In Libya, for example, when I was being groped repeatedly and there was one moment when ... we all four [Addario, Shadid, Farrell and Hicks] were thrown into the back of a tank and we each had soldiers sort of spooning us — and Steve Farrell was having a rifle sort of shoved between his legs, and Tyler and Anthony were both getting beaten, and I was being groped over and over, and this man kept putting his hands over my mouth and touching me.

And I said to him — instead of screaming — I said to him, "I have a husband. I belong to someone else; you are not my husband. Please don't touch me." And I think it's important to tap into that and to explain, "Look, I'm familiar with Islam, I understand women should not be with two men at once — and I belong to someone else."

On how much she values her work and cameras even when her life is at risk

It kind of seems like the last thing I have. It seems like, yeah, of course — I always think my work is important or I wouldn't risk my life for it. But I also feel like in those moments, if nothing else, my work will stand, and even if I am no longer here, here's this body of work I've created. And I hope that that endures. And so that was something that was important to me.

I remember the moment in which we were taken hostage in Libya, and we were asked to lie face down on the ground, and they started putting our arms behind our backs and started tying us up.
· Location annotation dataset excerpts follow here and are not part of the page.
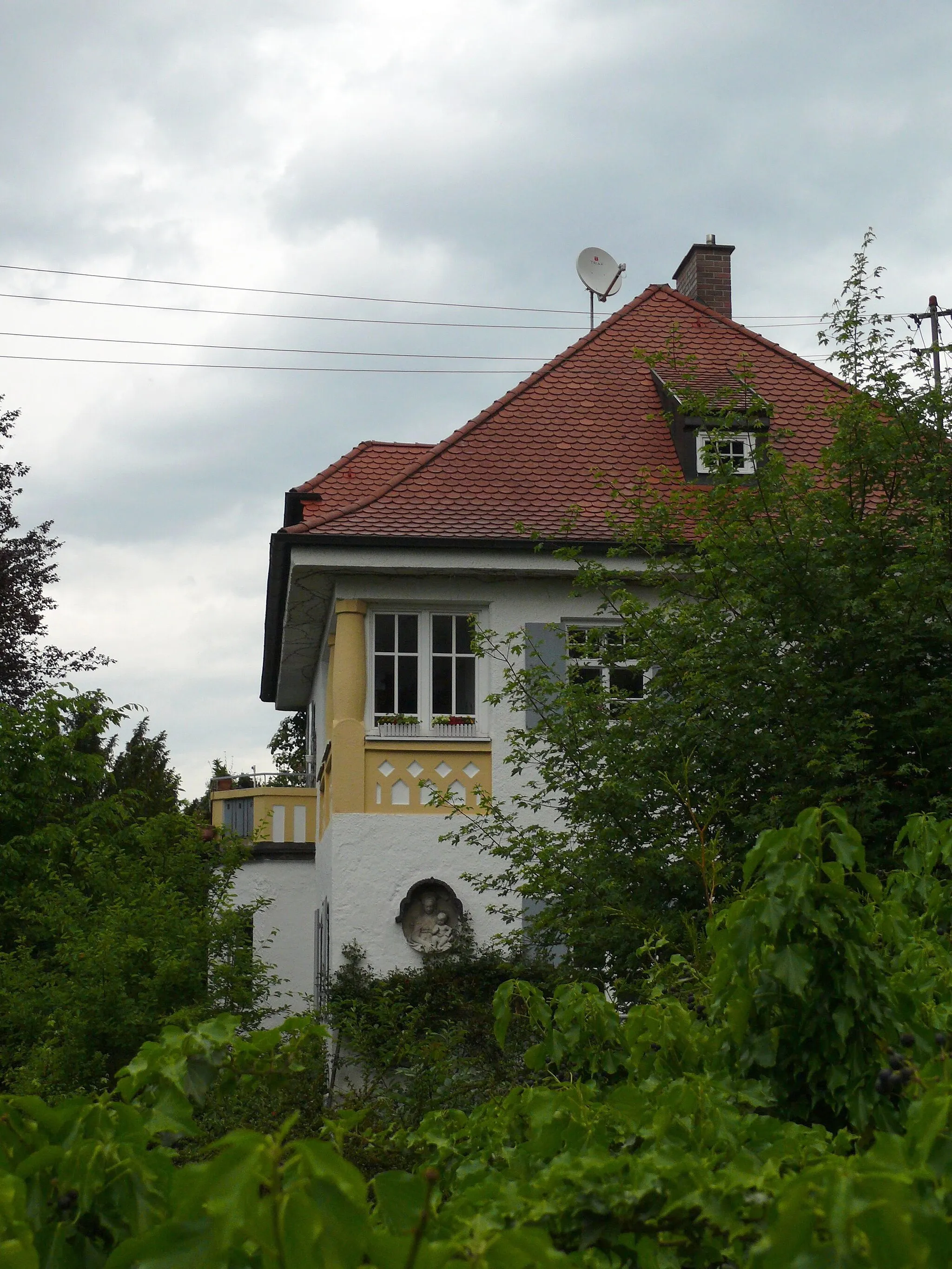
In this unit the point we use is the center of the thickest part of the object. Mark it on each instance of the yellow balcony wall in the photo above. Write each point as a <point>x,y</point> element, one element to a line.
<point>394,769</point>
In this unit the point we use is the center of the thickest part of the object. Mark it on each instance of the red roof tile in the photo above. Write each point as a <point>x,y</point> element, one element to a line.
<point>367,469</point>
<point>592,414</point>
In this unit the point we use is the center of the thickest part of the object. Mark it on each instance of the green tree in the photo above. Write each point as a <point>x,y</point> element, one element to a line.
<point>111,920</point>
<point>795,635</point>
<point>27,570</point>
<point>144,767</point>
<point>289,745</point>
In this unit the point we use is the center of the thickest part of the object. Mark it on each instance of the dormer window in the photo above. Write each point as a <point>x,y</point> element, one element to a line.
<point>720,439</point>
<point>720,453</point>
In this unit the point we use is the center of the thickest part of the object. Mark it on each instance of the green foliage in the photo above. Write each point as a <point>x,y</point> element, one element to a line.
<point>636,1140</point>
<point>144,767</point>
<point>111,923</point>
<point>289,745</point>
<point>418,1040</point>
<point>795,631</point>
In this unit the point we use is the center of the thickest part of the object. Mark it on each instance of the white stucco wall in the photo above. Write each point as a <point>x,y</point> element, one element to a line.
<point>365,865</point>
<point>285,929</point>
<point>374,861</point>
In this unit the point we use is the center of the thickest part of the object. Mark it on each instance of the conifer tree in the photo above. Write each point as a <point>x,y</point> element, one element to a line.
<point>27,569</point>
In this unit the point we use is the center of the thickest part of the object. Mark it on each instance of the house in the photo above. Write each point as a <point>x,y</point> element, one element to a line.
<point>384,559</point>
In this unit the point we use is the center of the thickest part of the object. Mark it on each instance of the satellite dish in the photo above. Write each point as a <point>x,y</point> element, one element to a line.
<point>600,272</point>
<point>601,276</point>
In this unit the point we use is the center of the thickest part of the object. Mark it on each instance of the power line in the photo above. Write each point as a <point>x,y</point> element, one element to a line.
<point>254,348</point>
<point>239,312</point>
<point>329,295</point>
<point>239,366</point>
<point>273,291</point>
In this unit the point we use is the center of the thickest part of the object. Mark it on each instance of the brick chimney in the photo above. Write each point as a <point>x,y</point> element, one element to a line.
<point>705,275</point>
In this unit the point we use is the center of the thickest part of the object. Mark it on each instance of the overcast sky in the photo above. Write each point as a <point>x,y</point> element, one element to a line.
<point>428,150</point>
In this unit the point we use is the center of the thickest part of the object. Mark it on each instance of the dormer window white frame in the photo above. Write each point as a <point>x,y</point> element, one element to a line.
<point>422,665</point>
<point>725,452</point>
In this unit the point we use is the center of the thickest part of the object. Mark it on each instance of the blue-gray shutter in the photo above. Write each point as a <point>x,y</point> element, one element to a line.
<point>239,815</point>
<point>545,645</point>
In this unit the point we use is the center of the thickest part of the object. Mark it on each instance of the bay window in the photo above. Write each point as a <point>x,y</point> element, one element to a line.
<point>424,668</point>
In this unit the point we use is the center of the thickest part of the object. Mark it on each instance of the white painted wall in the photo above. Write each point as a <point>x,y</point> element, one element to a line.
<point>285,929</point>
<point>366,863</point>
<point>374,861</point>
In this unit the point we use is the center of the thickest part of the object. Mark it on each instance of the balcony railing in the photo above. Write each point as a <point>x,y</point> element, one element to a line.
<point>262,780</point>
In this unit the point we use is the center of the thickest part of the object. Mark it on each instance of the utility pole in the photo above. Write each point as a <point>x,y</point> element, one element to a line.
<point>933,312</point>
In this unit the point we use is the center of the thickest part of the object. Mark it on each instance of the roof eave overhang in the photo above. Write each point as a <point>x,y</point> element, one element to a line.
<point>285,546</point>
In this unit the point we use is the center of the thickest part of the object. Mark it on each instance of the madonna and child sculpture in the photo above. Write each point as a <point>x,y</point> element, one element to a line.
<point>431,918</point>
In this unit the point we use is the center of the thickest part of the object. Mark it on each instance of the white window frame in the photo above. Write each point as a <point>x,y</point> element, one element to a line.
<point>749,461</point>
<point>424,654</point>
<point>606,670</point>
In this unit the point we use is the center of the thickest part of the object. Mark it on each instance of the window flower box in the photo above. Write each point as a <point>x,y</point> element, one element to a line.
<point>454,725</point>
<point>399,725</point>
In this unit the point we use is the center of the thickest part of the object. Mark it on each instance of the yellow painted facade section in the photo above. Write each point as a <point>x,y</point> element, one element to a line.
<point>264,802</point>
<point>377,776</point>
<point>348,696</point>
<point>394,769</point>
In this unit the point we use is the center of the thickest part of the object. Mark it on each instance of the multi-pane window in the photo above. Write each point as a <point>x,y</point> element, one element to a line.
<point>597,658</point>
<point>397,640</point>
<point>454,665</point>
<point>424,667</point>
<point>719,453</point>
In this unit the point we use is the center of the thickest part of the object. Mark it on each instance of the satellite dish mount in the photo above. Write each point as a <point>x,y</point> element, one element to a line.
<point>601,276</point>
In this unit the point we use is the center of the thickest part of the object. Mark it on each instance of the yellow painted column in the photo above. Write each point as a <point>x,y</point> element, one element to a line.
<point>329,693</point>
<point>350,694</point>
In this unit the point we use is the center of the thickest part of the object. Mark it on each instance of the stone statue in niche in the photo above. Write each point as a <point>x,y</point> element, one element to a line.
<point>431,918</point>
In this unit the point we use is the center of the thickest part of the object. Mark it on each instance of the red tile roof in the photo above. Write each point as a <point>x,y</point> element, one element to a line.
<point>592,414</point>
<point>361,472</point>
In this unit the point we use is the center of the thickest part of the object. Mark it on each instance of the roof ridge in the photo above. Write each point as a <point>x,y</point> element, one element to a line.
<point>523,386</point>
<point>350,457</point>
<point>758,339</point>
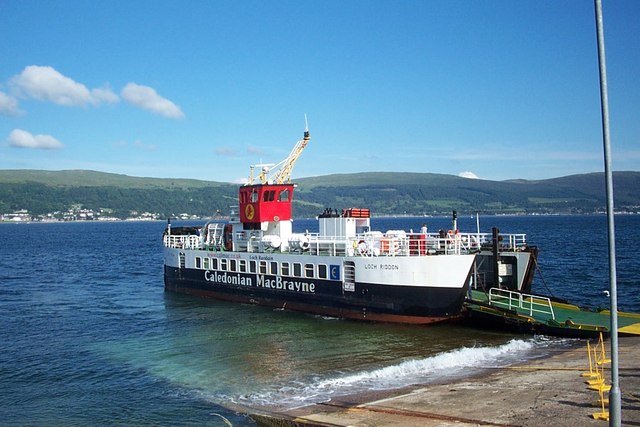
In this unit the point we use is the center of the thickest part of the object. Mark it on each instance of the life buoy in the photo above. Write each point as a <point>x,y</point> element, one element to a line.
<point>453,235</point>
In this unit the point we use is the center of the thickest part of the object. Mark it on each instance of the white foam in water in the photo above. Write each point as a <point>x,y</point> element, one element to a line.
<point>455,363</point>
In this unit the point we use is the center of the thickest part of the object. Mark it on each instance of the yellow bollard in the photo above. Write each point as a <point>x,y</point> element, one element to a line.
<point>603,359</point>
<point>591,372</point>
<point>598,380</point>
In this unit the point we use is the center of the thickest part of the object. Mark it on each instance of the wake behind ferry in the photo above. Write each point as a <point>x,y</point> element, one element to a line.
<point>346,269</point>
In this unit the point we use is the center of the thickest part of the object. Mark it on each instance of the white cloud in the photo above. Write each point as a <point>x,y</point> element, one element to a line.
<point>44,83</point>
<point>104,95</point>
<point>467,174</point>
<point>147,98</point>
<point>22,139</point>
<point>9,105</point>
<point>253,150</point>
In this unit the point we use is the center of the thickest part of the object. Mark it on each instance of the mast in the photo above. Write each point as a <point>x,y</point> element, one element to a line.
<point>615,404</point>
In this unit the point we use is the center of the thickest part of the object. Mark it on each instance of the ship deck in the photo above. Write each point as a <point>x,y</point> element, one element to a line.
<point>536,314</point>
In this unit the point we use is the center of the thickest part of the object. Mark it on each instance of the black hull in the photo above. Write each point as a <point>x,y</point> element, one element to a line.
<point>384,303</point>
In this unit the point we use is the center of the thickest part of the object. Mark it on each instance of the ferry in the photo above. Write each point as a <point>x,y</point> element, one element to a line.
<point>346,269</point>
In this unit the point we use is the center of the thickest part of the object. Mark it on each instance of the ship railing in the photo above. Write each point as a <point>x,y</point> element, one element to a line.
<point>525,303</point>
<point>183,241</point>
<point>401,243</point>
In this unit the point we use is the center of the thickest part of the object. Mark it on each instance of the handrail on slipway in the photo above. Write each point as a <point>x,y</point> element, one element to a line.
<point>526,302</point>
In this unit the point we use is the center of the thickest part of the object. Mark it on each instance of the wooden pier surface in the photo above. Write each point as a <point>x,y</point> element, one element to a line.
<point>542,392</point>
And we were each begging for our lives because they were deciding whether to execute us, and they had guns to our heads.

And I remember thinking, "What am I doing here?" Like, "How much do I really care about Libya?"
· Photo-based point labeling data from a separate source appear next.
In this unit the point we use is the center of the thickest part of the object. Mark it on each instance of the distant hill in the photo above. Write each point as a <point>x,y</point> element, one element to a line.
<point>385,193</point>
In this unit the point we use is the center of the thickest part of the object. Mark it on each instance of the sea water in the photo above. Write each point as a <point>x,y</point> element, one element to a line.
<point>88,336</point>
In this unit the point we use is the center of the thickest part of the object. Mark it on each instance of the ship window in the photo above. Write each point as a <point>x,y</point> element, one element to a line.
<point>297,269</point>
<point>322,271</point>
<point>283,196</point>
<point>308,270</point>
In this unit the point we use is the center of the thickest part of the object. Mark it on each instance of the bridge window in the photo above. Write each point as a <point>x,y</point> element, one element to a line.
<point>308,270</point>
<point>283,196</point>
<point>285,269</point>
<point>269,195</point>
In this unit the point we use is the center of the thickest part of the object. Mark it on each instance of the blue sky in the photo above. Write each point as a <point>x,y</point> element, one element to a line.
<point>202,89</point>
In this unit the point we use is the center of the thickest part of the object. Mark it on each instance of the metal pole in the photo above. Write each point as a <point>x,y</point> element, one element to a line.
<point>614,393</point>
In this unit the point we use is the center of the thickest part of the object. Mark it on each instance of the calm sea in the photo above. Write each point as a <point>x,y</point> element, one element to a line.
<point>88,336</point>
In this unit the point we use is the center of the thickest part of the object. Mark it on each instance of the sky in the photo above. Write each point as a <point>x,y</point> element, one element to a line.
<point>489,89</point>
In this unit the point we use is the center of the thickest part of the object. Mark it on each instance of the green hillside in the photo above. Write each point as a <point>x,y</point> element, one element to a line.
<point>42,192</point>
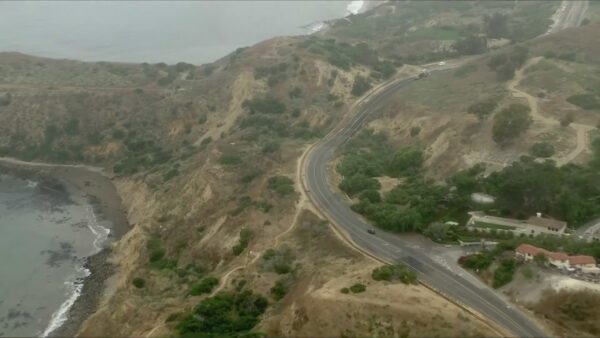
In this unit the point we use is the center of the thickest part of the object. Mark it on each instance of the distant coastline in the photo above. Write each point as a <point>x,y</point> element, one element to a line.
<point>88,187</point>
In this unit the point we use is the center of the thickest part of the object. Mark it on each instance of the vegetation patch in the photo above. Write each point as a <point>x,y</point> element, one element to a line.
<point>586,101</point>
<point>483,109</point>
<point>282,185</point>
<point>396,272</point>
<point>205,285</point>
<point>266,105</point>
<point>139,282</point>
<point>226,314</point>
<point>279,290</point>
<point>157,256</point>
<point>358,288</point>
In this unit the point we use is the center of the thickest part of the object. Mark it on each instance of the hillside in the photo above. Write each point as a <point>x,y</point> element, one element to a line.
<point>205,159</point>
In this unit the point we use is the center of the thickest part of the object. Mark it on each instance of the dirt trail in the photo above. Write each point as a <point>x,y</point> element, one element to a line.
<point>580,129</point>
<point>242,90</point>
<point>15,161</point>
<point>301,205</point>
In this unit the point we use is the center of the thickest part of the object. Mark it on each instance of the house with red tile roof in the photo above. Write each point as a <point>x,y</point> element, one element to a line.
<point>558,259</point>
<point>581,261</point>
And then I thought, "Will I ever get my cameras back?" I mean, which is the most ridiculous thought, of course, when you're about to die. Who cares if I get my cameras back? But, you know, for me, that was how my brain worked.

On calling The New York Times while being held by the Libyan government

Anthony, very intelligently, took the remote control — as they were not paying attention, they were all facing us ... and he changed the TV — that was showing, like, Libyan propaganda and Gadhafi — and he put on CNN. And at that exact moment our photos were on CNN, and it said, "the Libyan government cannot ascertain the whereabouts of these four journalists." And literally we're sitting with the Libyan government!

And I started crying and I was inconsolable. And I said, you know, "Don't you have families? How can you do this to us? Just let us call our families and at least say we're alive." ...

So then, like, 12 hours later it was the middle of the night, and they woke us up and said "OK, you each get one phone call." And I literally woke up and thought, "God, I can't remember my husband's number to save my life." ... I remembered my mother's number, but I thought there's no way she's going to find her phone in her purse, and I'm going to waste my one phone call and she's not going to pick up ... and so all the men remembered their wives' numbers and they turned to me and were like, "OK, you call The New York Times."

On how her experience in Libya changed how she covers war

Well, there was never a question in my mind as to whether I would give it up. I didn't think I would stop going ... I just thought I had to figure out how to modify how I would cover war. Because I didn't want — first of all, I've now been kidnapped twice [she was first kidnapped in Fallujah, Iraq, in 2004] and I think once you get to the point where you've been kidnapped three times, one almost looks irresponsible. And I didn't want to put my family through that — obviously, I now have a son.

So I, I wanted to continue doing my work, but I had to figure out how. And so what I have basically come up with is that I still go to Afghanistan and Iraq and South Sudan and many of these places that are rife with war, but I don't go directly to the front line. I try to stay back; I try and cover civilians; I try and cover refugees. So I'm trying to cover the issues and humanitarian crises but without putting myself directly in the line of fire. Obviously, with ISIS, that becomes more difficult because there is no distinct front line.